Numa declaração aos jornalistas, no Parlamento, o deputado socialista Rui Paulo Figueiredo considerou que o Governo «tropeça cada vez mais na sua própria propaganda e confunde cada vez mais o Estado com a atividade político-partidária».

«No seu afã de propaganda eleitoral, o Governo usa para isso os meios do Estado.
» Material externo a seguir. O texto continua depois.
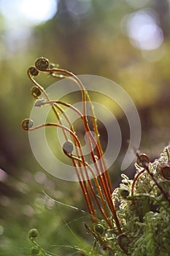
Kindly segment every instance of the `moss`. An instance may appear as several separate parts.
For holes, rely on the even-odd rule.
[[[167,146],[148,167],[136,165],[134,180],[123,175],[122,184],[114,191],[112,197],[122,229],[130,241],[125,253],[118,249],[117,241],[113,240],[112,246],[117,250],[115,255],[169,255],[170,181],[161,172],[169,165],[169,154],[170,146]],[[131,192],[126,198],[121,197],[123,189]]]

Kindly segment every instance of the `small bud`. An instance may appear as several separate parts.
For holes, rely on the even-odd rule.
[[[137,156],[136,164],[140,167],[146,167],[150,163],[150,159],[146,154],[141,154]]]
[[[37,255],[39,253],[39,248],[38,246],[32,246],[30,252],[31,255]]]
[[[170,165],[163,165],[160,170],[160,173],[165,179],[170,180]]]
[[[36,230],[36,228],[32,228],[28,232],[28,237],[29,238],[35,238],[38,236],[39,231]]]
[[[129,191],[128,189],[126,188],[121,188],[120,189],[120,195],[123,197],[123,198],[126,198],[128,195],[129,195]]]
[[[94,232],[96,232],[100,235],[102,235],[104,233],[104,226],[100,223],[94,224],[93,230],[94,230]]]
[[[42,94],[41,90],[39,89],[39,87],[34,86],[31,89],[31,92],[33,97],[34,97],[34,98],[37,99]]]
[[[72,141],[67,140],[63,143],[63,151],[66,154],[72,153],[73,149],[74,149],[74,147]]]
[[[35,66],[39,70],[45,70],[49,66],[48,59],[43,57],[37,59],[35,62]]]
[[[35,67],[30,67],[28,68],[28,72],[33,76],[36,76],[39,75],[39,70],[37,70]]]
[[[26,118],[21,123],[21,127],[23,129],[28,131],[34,126],[34,121],[31,119]]]

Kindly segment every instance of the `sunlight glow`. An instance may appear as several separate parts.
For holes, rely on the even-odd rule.
[[[158,26],[156,13],[150,10],[126,15],[121,25],[131,45],[138,49],[152,50],[163,42],[163,34]]]
[[[51,19],[57,12],[57,0],[1,0],[0,12],[7,19],[36,25]]]

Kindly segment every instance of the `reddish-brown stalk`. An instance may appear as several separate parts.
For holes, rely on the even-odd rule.
[[[42,60],[43,60],[42,67],[41,65],[39,66],[39,61],[41,61]],[[44,64],[45,65],[44,65]],[[62,110],[62,108],[58,108],[58,104],[63,104],[63,105],[66,105],[66,103],[63,104],[63,102],[61,103],[61,102],[55,102],[54,103],[54,105],[52,104],[53,110],[54,111],[54,113],[57,117],[57,119],[59,121],[59,124],[50,123],[50,124],[43,124],[42,126],[39,126],[36,127],[40,128],[40,127],[42,127],[44,126],[56,126],[57,125],[58,127],[61,127],[63,129],[63,135],[64,135],[66,140],[67,140],[66,131],[68,131],[68,132],[69,131],[69,133],[73,136],[73,140],[74,140],[75,145],[77,146],[77,149],[76,149],[76,153],[77,153],[77,155],[78,157],[71,156],[71,155],[68,155],[68,157],[72,158],[73,165],[75,167],[76,173],[77,173],[79,181],[80,181],[80,187],[81,187],[82,192],[83,192],[84,197],[85,199],[85,203],[86,203],[89,213],[92,216],[93,216],[93,217],[96,217],[96,211],[94,209],[93,200],[90,197],[90,193],[91,193],[91,195],[92,195],[93,199],[95,200],[95,202],[97,204],[101,213],[102,214],[105,220],[108,223],[109,227],[112,227],[112,222],[110,222],[110,219],[108,216],[108,212],[107,210],[107,204],[106,204],[105,200],[104,200],[104,197],[103,197],[103,194],[102,194],[102,192],[103,192],[103,193],[105,196],[106,200],[107,202],[108,206],[109,206],[111,212],[112,213],[113,218],[115,219],[118,232],[120,234],[122,233],[120,222],[119,222],[119,220],[118,220],[118,218],[117,218],[117,214],[116,214],[116,211],[115,209],[115,206],[114,206],[112,200],[112,188],[111,186],[109,175],[108,170],[106,168],[106,164],[105,164],[105,162],[104,162],[104,159],[103,157],[104,154],[103,154],[102,148],[101,146],[100,140],[99,140],[99,138],[98,136],[98,127],[97,127],[96,118],[95,117],[93,108],[93,105],[91,104],[90,97],[88,94],[88,92],[85,91],[81,80],[73,73],[72,73],[67,70],[59,69],[59,68],[49,69],[48,68],[49,62],[47,59],[45,59],[44,58],[39,59],[36,61],[35,65],[36,65],[36,67],[37,69],[39,69],[42,72],[48,72],[49,74],[50,74],[53,77],[71,78],[74,82],[76,82],[76,83],[79,86],[79,87],[81,90],[81,93],[82,93],[82,109],[83,109],[82,114],[80,112],[79,112],[78,110],[74,108],[73,106],[69,105],[69,107],[72,108],[75,112],[77,112],[77,113],[79,114],[79,116],[81,117],[81,118],[83,121],[83,125],[84,125],[85,132],[88,132],[88,142],[89,148],[90,149],[90,156],[91,156],[91,159],[93,160],[93,162],[94,163],[95,168],[96,169],[96,173],[97,173],[97,176],[98,176],[98,178],[99,179],[99,181],[100,181],[101,187],[100,187],[100,185],[98,182],[98,178],[96,177],[96,176],[94,176],[94,177],[93,177],[93,181],[94,181],[95,185],[97,188],[98,194],[99,195],[99,198],[100,198],[102,207],[101,206],[100,203],[98,201],[98,199],[97,199],[96,195],[94,190],[93,190],[93,187],[92,184],[90,182],[90,180],[89,178],[89,176],[88,176],[88,171],[86,169],[87,167],[89,169],[89,165],[85,161],[85,159],[84,159],[84,157],[83,157],[83,154],[82,152],[82,148],[81,148],[80,143],[79,140],[77,139],[77,138],[74,135],[74,127],[72,125],[70,125],[71,123],[69,121],[69,118],[64,115],[63,116],[66,118],[69,125],[71,127],[71,129],[68,129],[66,127],[63,127],[62,125],[62,122],[60,120],[60,117],[58,114],[58,112],[55,108],[54,105],[55,103],[58,103],[57,108],[63,114],[64,111]],[[29,72],[28,72],[28,74],[30,79],[33,81],[33,83],[36,86],[39,87],[39,89],[41,90],[41,91],[44,92],[45,96],[46,99],[47,99],[47,102],[49,102],[50,99],[49,99],[47,94],[46,94],[46,92],[45,91],[44,89],[42,86],[40,86],[36,81],[35,81],[35,80],[32,78],[32,76],[31,75]],[[96,140],[95,138],[93,137],[93,133],[91,132],[91,131],[89,128],[88,121],[88,117],[87,117],[87,113],[86,113],[86,104],[87,104],[87,102],[90,106],[90,111],[92,113],[92,122],[93,122],[94,131],[96,132],[96,135],[97,135],[97,141]],[[37,129],[36,127],[30,129],[29,130],[34,130],[35,129]],[[94,155],[94,151],[93,148],[93,146],[96,146],[95,149],[96,151],[97,158],[99,160],[98,161],[99,166],[98,165],[98,162],[96,160],[96,157]],[[80,158],[80,155],[81,158]],[[83,173],[82,172],[82,167],[83,167],[83,169],[85,170],[85,177],[86,177],[85,179]],[[93,170],[90,170],[90,170],[93,173]],[[94,218],[92,218],[92,219],[93,219],[93,221],[94,221]]]
[[[36,68],[38,68],[36,67]],[[82,83],[82,82],[80,81],[80,80],[73,73],[63,69],[43,69],[43,72],[59,72],[60,74],[64,74],[66,75],[69,75],[69,77],[74,78],[74,80],[77,83],[77,85],[79,86],[79,87],[80,88],[81,92],[82,92],[82,106],[83,106],[83,116],[82,116],[82,118],[83,118],[83,123],[84,123],[84,126],[85,128],[86,129],[86,131],[89,132],[90,128],[88,126],[88,118],[87,118],[87,114],[86,114],[86,100],[88,102],[90,102],[90,97],[88,97],[88,99],[86,99],[86,96],[87,96],[87,93],[85,89],[84,89],[84,86]],[[98,134],[98,129],[97,129],[97,126],[96,126],[96,119],[93,119],[93,121],[95,121],[95,123],[93,122],[93,126],[96,127],[96,132],[97,132],[96,134]],[[98,146],[98,158],[99,159],[101,159],[101,161],[99,162],[99,165],[100,165],[100,170],[101,171],[99,171],[98,167],[97,166],[96,164],[96,159],[94,157],[94,154],[93,154],[93,151],[91,151],[91,156],[92,156],[92,160],[94,162],[95,167],[97,170],[98,172],[98,178],[100,180],[100,183],[101,183],[101,186],[102,188],[102,190],[104,191],[104,195],[106,197],[106,200],[107,201],[107,203],[109,205],[109,207],[113,214],[113,217],[115,221],[117,230],[119,233],[121,233],[121,228],[120,228],[120,222],[115,209],[115,206],[112,202],[112,191],[111,190],[111,185],[110,185],[110,178],[109,178],[109,176],[108,172],[106,172],[106,169],[104,169],[104,164],[102,163],[102,155],[101,155],[101,152],[102,152],[102,149],[101,147],[101,143],[98,143],[99,139],[98,138],[98,141],[97,141],[97,146]],[[89,146],[90,147],[90,143],[89,143]],[[103,153],[102,153],[103,154]]]

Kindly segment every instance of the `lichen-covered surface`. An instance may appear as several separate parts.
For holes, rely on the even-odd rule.
[[[123,175],[112,199],[124,235],[106,233],[112,255],[170,255],[169,156],[169,146],[152,163],[136,164],[134,181]]]

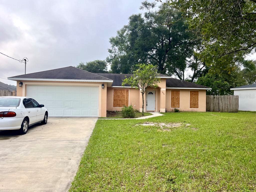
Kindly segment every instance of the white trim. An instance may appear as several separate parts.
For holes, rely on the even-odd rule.
[[[135,87],[130,87],[129,86],[125,86],[124,87],[123,87],[123,86],[112,86],[111,87],[116,87],[116,88],[134,88]]]
[[[189,109],[199,109],[199,90],[192,90],[193,91],[198,91],[198,108],[190,108],[190,92],[191,91],[191,90],[189,90],[189,101],[188,103],[188,106],[189,106]]]
[[[231,88],[231,90],[241,90],[243,89],[256,89],[256,87],[247,87],[244,88]]]
[[[114,107],[114,89],[113,89],[113,94],[112,94],[112,108],[122,108],[123,107]],[[128,89],[129,91],[129,92],[128,93],[128,106],[129,106],[129,104],[130,103],[130,89],[121,89],[122,90],[125,90]]]
[[[113,82],[113,80],[86,80],[85,79],[35,79],[34,78],[16,78],[8,77],[7,79],[9,80],[17,81],[73,81],[79,82]]]
[[[190,88],[185,87],[166,87],[166,89],[203,89],[206,90],[211,90],[211,88]]]
[[[178,108],[173,108],[173,107],[172,107],[172,91],[179,91],[179,107]],[[189,94],[190,94],[190,92],[189,92]],[[170,109],[175,109],[176,108],[176,109],[180,109],[180,90],[177,90],[177,89],[176,90],[171,90],[171,93],[171,93],[171,98],[170,98]],[[199,92],[198,92],[198,94],[199,94]],[[190,96],[190,94],[189,95],[189,96]],[[199,98],[199,97],[198,97],[198,98]],[[198,103],[199,104],[199,103]]]

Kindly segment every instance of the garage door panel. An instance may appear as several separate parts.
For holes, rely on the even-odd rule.
[[[56,93],[55,94],[55,98],[56,99],[64,99],[64,95],[63,93]]]
[[[81,94],[80,93],[73,93],[73,99],[81,99]]]
[[[49,116],[98,116],[99,86],[28,85],[27,95],[48,109]]]
[[[46,98],[47,99],[55,99],[55,93],[46,93]]]
[[[64,99],[72,99],[72,93],[64,93]]]

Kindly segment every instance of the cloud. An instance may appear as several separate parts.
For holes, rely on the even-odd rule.
[[[138,0],[1,1],[0,52],[27,57],[27,73],[105,59],[109,38],[141,12],[140,4]],[[2,78],[24,73],[24,63],[1,54],[0,68]]]

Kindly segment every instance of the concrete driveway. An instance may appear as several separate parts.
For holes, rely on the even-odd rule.
[[[27,134],[0,132],[0,191],[65,191],[98,119],[49,118]]]

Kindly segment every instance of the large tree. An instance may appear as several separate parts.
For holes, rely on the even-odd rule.
[[[108,72],[107,63],[106,61],[103,60],[95,60],[86,63],[81,61],[76,67],[91,73]]]
[[[190,31],[202,40],[199,56],[212,72],[230,73],[241,57],[255,50],[255,0],[167,0],[164,4],[183,12]]]
[[[230,73],[225,71],[215,74],[202,74],[196,82],[198,84],[210,87],[207,94],[223,95],[233,94],[231,88],[251,84],[256,81],[256,62],[251,60],[240,61],[245,66],[242,69],[237,66]]]
[[[157,8],[155,3],[147,1],[141,8],[145,10],[144,15],[132,15],[128,24],[110,39],[107,60],[112,72],[130,73],[137,63],[149,63],[156,66],[159,73],[174,74],[183,80],[184,72],[190,67],[195,78],[203,63],[192,63],[188,59],[194,55],[200,41],[187,30],[182,13],[165,4]]]
[[[157,88],[158,87],[157,83],[160,82],[160,78],[157,73],[157,68],[153,65],[140,64],[136,67],[138,69],[133,71],[133,75],[124,79],[122,86],[124,86],[127,84],[136,89],[140,89],[142,95],[142,112],[144,115],[144,94],[148,87]]]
Na sua página oficial, o colocou um panfleto de propaganda sobre repartição de sacrifícios, mas se o Governo quer fazer propaganda deveria fazê-lo através dos sites dos seus partidos [PSD e CDS]», apontou o coordenador da bancada do PS para as questões da economia.

Em relação ao conteúdo do texto colocado na página oficial do Governo na Internet, www.portugal.gov.pt, Rui Paulo Figueiredo afirmou estar perante um caso «lamentável em que se procura confundir os portugueses».

«Basta os trabalhadores no ativo ou os pensionistas olharem para os seus recibos de vencimento. Quando estamos perante o maior aumento de impostos e quando o rendimento disponível dos reformados e pensionistas é cortado de toda a maneira e feitio, é preciso ter lata para falar em repartição de sacrifícios», declarou o deputado do PS.

Rui Paulo Figueiredo negou ainda a existência de qualquer repartição de sacrifícios na área da energia e considerou falsa a informação que o atual Governo tenha poupado cerca de 7,5 mil milhões de euros nas renegociações das Parcerias Público-Privadas (PPP) rodoviárias.

«Há 15 meses que o primeiro-ministro, Pedro Passos Coelho, anunciou essas renegociações, mas o presidente das Estradas de Portugal confirmou no parlamento, na semana passada, que não existe nenhum contrato renegociado aprovado em Conselho de Ministros e enviado para o Tribunal de Contas. Portanto, poupanças em renegociações de PPP há zero. É mentira», acentuou o coordenador do Grupo Parlamentar do PS para a área da economia.

Rui Paulo Figueiredo apelou depois ao Governo para que «se deixe de propaganda eleitoral e concentre-se na governação».

«É isso que os portugueses desejam», cita a Lusa.